4-11-2020 < Attack the System 46 296 words
 

The wrong side won.


By Nicholas Longrich, The Conservation


Around 600,000 years ago, humanity split in two. One group stayed in Africa, evolving into us. The other struck out overland, into Asia, then Europe, becoming Homo neanderthalensis – the Neanderthals. They weren’t our ancestors, but a sister species, evolving in parallel.


Neanderthals fascinate us because of what they tell us about ourselves – who we were, and who we might have become.

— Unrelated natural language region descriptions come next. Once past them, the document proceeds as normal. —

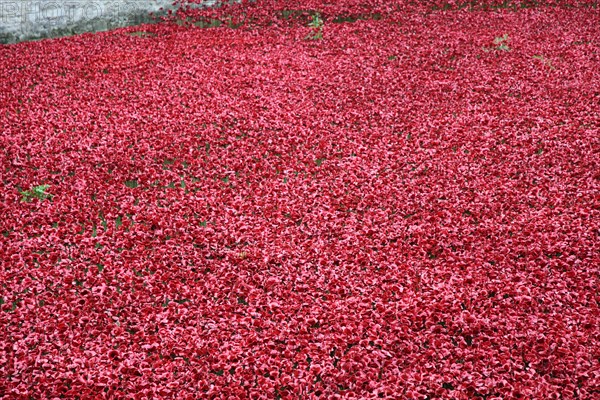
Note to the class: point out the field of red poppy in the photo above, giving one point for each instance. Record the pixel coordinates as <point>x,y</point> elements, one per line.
<point>394,202</point>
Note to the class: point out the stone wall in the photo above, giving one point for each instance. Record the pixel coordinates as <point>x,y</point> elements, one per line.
<point>35,19</point>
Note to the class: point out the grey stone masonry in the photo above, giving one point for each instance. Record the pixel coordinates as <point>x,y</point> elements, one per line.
<point>36,19</point>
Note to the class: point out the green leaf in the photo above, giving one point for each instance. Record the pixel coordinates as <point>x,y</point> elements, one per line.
<point>131,183</point>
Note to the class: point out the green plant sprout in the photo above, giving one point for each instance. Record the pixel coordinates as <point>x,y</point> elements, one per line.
<point>37,192</point>
<point>316,25</point>
<point>501,42</point>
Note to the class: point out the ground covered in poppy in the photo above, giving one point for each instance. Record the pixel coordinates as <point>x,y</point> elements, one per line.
<point>407,207</point>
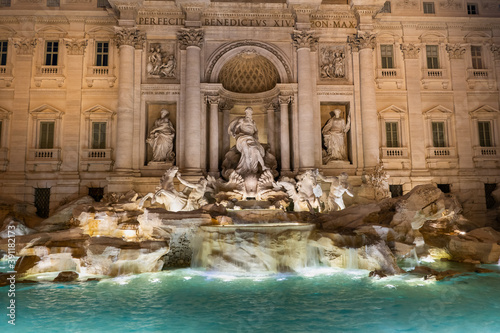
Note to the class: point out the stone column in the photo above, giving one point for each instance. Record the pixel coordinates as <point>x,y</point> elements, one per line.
<point>191,40</point>
<point>415,119</point>
<point>284,133</point>
<point>458,72</point>
<point>365,42</point>
<point>270,127</point>
<point>126,39</point>
<point>213,101</point>
<point>303,41</point>
<point>19,119</point>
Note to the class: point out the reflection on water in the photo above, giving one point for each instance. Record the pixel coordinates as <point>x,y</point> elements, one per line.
<point>321,300</point>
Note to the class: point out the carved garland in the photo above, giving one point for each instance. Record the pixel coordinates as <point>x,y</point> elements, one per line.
<point>248,43</point>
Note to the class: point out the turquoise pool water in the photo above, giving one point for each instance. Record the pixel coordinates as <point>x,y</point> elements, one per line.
<point>316,301</point>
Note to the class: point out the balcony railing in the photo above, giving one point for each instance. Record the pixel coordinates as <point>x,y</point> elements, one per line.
<point>395,152</point>
<point>487,152</point>
<point>97,154</point>
<point>50,70</point>
<point>44,154</point>
<point>441,152</point>
<point>434,73</point>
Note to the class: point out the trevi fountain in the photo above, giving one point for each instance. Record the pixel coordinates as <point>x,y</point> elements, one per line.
<point>252,251</point>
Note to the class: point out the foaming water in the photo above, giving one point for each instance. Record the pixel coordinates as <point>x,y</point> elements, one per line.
<point>314,300</point>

It’s tempting to see them in idyllic terms, living peacefully with nature and each other, like Adam and Eve in the Garden.


If so, maybe humanity’s ills – especially our territoriality, violence, wars – aren’t innate, but modern inventions.



Biology and palaeontology paint a darker picture. Far from peaceful, Neanderthals were likely skilled fighters and dangerous warriors, rivaled only by modern humans.


Predatory land mammals are territorial, especially pack-hunters. Like lions, wolves and Homo sapiens, Neanderthals were cooperative big-game hunters. These predators, sitting atop the food chain, have few predators of their own, so overpopulation drives conflict over hunting grounds. Neanderthals faced the same problem; if other species didn’t control their numbers, conflict would have.


This territoriality has deep roots in humans. Territorial conflicts are also intense in our closest relatives, chimpanzees. Male chimps routinely gang up to attack and kill males from rival bands, a behaviour strikingly like human warfare.


This implies that cooperative aggression evolved in the common ancestor of chimps and ourselves, 7 million years ago. If so, Neanderthals will have inherited these same tendencies towards cooperative aggression.